This article makes me so angry. Mainly this bit:
And yet [a speaker at a conference about the arts] would suggest that Andrew Lloyd Webber's show [The Wizard of Oz] belongs to the world of entertainment and not the arts. No matter that there's an orchestra working away in the pit, or that it's a story laden with contemporary symbolism - greedy bankers, freak weather incidents, the dehumanising effects of industrialisation - or that it is likely to reach a broad audience. It is below the salt.
Now, if two music degrees have taught me anything, it is that I don't know how we classify the arts or if we do it right.
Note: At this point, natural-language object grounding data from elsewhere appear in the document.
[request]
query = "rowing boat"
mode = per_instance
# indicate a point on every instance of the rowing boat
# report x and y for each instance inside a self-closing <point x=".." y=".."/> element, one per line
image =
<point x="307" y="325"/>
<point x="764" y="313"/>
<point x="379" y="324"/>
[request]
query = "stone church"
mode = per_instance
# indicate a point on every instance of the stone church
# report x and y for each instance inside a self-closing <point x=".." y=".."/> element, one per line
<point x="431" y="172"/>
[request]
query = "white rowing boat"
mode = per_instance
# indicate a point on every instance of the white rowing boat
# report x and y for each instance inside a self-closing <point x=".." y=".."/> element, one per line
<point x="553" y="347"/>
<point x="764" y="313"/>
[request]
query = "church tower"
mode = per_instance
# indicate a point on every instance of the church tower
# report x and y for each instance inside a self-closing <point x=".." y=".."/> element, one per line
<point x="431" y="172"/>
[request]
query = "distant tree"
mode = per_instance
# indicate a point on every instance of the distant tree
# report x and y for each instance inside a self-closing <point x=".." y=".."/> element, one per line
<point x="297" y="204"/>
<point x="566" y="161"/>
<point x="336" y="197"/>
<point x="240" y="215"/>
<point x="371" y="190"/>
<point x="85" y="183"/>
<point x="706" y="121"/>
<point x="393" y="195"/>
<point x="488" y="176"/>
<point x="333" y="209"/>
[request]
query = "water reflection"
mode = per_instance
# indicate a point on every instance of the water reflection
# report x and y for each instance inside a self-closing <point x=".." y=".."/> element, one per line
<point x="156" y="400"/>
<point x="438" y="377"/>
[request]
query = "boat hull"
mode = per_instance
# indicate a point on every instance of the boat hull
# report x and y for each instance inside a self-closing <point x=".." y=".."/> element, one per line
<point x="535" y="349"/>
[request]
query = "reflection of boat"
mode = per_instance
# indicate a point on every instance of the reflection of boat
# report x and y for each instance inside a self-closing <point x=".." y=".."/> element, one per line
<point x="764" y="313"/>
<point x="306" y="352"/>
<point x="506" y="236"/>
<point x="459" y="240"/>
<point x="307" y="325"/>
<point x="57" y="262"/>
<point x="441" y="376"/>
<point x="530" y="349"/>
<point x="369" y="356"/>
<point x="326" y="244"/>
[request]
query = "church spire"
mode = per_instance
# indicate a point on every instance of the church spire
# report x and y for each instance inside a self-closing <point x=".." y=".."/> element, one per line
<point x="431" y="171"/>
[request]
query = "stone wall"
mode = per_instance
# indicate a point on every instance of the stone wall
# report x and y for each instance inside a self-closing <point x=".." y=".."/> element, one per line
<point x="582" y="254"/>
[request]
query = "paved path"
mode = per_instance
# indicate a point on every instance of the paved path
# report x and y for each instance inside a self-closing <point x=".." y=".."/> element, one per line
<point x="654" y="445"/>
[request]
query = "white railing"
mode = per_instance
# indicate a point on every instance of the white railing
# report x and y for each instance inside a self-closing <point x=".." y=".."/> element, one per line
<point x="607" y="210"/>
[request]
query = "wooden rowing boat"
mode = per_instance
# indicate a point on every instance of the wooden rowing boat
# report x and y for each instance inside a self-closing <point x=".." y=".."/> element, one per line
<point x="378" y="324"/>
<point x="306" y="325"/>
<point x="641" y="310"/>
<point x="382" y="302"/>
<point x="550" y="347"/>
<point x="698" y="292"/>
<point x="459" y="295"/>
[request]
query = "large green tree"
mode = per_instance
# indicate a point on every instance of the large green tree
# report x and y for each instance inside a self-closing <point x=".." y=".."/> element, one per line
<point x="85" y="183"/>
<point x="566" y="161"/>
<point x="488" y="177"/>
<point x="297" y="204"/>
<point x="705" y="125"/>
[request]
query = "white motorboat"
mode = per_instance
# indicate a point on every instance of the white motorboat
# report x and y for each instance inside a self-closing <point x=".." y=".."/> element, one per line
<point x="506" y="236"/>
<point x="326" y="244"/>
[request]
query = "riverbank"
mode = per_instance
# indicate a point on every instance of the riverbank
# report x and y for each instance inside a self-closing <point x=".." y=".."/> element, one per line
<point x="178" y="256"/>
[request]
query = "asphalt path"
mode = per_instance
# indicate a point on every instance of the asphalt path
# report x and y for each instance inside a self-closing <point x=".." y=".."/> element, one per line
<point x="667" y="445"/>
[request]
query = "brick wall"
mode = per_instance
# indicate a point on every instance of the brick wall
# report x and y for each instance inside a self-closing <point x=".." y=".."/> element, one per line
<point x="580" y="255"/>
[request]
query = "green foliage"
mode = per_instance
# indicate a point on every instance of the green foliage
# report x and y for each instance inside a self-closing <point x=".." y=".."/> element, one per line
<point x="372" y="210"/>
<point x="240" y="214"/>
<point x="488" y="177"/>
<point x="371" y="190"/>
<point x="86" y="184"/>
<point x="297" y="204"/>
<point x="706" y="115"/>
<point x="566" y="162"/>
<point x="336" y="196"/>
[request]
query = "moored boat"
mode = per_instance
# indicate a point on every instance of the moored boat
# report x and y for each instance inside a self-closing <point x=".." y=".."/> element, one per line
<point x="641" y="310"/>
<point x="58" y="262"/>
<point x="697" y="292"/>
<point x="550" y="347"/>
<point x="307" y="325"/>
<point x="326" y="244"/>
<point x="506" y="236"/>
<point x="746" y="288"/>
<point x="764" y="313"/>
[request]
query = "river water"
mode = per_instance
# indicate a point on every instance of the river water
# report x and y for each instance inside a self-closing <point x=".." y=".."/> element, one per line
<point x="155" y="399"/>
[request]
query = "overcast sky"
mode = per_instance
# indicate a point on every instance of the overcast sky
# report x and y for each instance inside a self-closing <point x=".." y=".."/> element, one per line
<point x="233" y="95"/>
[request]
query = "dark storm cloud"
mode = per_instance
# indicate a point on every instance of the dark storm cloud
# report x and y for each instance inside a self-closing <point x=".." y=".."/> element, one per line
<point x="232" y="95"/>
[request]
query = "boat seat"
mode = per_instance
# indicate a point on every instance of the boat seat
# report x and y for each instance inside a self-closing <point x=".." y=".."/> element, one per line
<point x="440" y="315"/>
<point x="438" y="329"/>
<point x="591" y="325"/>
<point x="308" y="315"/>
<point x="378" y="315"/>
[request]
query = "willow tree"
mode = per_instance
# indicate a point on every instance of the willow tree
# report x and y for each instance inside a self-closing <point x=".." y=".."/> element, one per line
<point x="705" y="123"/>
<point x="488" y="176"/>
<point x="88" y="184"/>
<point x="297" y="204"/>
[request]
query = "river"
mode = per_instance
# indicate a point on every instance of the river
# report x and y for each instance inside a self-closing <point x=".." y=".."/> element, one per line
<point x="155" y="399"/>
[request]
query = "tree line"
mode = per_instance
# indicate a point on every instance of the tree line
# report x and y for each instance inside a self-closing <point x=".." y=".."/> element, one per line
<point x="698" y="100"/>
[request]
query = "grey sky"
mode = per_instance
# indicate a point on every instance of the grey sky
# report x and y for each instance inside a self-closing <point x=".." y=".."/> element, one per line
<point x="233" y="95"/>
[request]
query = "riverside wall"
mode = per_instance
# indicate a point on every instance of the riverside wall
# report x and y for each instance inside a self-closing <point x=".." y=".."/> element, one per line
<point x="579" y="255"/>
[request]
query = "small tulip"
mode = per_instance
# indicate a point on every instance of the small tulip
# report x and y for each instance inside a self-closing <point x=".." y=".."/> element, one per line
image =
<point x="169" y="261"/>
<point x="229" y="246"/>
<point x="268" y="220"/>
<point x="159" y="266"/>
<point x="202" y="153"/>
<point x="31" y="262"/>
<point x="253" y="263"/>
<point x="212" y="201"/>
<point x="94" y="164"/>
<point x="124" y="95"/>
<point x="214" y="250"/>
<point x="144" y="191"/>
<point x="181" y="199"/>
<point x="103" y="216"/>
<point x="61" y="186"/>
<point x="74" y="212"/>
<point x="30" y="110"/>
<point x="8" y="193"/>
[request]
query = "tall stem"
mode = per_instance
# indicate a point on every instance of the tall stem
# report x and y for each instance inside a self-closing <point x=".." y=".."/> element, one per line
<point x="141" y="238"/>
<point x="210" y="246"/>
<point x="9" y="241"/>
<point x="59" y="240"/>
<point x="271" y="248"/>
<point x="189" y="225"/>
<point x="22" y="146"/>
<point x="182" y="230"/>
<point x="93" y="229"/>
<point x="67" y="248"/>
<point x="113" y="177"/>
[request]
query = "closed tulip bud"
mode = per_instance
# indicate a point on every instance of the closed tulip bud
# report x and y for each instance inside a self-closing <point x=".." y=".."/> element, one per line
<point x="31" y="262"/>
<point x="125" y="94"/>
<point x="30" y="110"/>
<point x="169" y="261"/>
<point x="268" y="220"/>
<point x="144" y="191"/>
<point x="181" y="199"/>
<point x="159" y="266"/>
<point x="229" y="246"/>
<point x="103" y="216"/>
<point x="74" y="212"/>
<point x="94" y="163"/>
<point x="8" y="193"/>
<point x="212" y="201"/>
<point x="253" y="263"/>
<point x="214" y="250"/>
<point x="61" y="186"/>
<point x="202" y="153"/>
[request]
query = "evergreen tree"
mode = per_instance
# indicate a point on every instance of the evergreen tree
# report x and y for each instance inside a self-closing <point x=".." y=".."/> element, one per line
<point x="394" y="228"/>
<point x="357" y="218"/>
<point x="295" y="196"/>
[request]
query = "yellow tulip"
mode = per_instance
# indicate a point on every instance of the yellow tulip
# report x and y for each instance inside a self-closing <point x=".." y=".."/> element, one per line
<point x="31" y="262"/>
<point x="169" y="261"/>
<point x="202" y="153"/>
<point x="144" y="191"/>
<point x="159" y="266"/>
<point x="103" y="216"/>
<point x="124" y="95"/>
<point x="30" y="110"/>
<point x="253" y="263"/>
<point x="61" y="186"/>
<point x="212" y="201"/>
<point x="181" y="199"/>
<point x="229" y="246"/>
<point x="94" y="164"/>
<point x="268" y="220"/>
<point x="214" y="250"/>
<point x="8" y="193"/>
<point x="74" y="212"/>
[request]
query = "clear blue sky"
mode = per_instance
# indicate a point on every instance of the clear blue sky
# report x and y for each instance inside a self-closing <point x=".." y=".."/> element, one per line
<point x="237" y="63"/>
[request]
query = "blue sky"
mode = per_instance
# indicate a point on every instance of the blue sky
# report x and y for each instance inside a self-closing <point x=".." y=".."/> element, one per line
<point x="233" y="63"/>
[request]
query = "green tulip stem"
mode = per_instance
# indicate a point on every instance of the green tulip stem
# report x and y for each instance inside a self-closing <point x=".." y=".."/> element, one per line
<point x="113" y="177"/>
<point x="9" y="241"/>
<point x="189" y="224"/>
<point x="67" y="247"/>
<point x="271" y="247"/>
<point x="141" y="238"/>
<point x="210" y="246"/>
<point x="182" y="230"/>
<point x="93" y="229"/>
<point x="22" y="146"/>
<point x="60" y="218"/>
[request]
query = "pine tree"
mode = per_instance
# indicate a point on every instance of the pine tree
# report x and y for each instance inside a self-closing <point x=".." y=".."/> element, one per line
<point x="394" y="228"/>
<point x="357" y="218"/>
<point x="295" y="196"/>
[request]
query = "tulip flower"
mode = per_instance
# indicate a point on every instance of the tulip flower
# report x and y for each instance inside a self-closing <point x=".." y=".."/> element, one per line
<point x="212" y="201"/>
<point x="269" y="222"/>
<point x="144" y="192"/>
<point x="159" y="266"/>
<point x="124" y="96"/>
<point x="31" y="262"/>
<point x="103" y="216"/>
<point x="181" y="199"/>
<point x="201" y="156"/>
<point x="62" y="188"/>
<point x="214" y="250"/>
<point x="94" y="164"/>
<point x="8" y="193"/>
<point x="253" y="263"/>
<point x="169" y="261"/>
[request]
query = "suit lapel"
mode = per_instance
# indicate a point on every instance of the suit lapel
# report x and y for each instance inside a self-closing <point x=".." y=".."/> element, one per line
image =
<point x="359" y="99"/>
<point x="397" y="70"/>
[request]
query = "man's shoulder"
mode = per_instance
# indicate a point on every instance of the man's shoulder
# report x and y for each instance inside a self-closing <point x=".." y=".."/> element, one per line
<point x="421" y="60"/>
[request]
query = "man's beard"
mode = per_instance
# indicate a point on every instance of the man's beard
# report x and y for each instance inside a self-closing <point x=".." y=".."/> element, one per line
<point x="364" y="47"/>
Not that I am short of opinions on the subject, though. Perhaps a certain amount of doubt is constructive. As far as my opinion goes generally, I would say this: at Cambridge the thing that annoyed me most about the music faculty was the lack of attention given to non-classical music, and I suppose my slight wariness of the general Toriness of the whole place probably exacerbated my suspicion that there was a certain closeted elitism lurking behind (for example) the music tripos’s bizarre emphasis on counterpoint. Me, I like plenty of music which is ‘classical’, and plenty which is not, and—though I do not think that we should treat both of these ‘categories’ of music in the same way—my opinion of the worth, relevance or quality of music is not affected in the least by its categorisation as either ‘classical’ or ‘not classical’. I try and apply a similar sort of approach to other art forms too.
So I don’t think that blanket dismissal of all of Andrew Lloyd Webber’s work is, in principal, the way to go. As it happens, I think that all his music is terrible, but this is only because it is, and not because he is populist. In other words, I have reached this conclusion about ALW’s (crap) music not because of how I would classify this music, but because of what I actually think of the music. But what Will Gompertz apparently wants us to do is notice the following things about The Wizard of Oz, and then classify—and hence evaluate—the work accordingly:
1. There is an orchestra. This makes it high-brow. Therefore it is ART, and maybe it’s entertainment too, but more importantly it’s ART, because ORCHESTRAS ARE WELL POSH, AND SO IS ART.
2. It is LADEN WITH CONTEMPORARY SYMBOLISM. This makes it clever. Therefore it is ART, because ART is CLEVER, and stuff that is just entertainment PROBABLY ISN’T.
And we should also take heed of the following:
3. It is LIKELY TO REACH A BROAD AUDIENCE. IT IS ALWAYS GOOD WHEN ART DOES THIS. MAYBE IF HIGH-BROW ART HAD PANDERED TO ITS AUDIENCE A BIT MORE IT WOULDN’T HAVE FOUND ITSELF IN SUCH A STICKY MESS.
I don’t particularly want to elaborate on why I think these arguments are completely wrong-headed, because there is not, in my view, any more effective rejoinder than gesticulating wildly at your computer screen and mouthing swear-words. I will only add that, as far as I can see, Mr Gompertz manages to denigrate both ‘art’ and ‘entertainment’, while also misunderstanding the difference between the two (even in his own terms) and simultaneously driving them further apart from each other, which is the opposite of his apparent aim. It’s good to vent.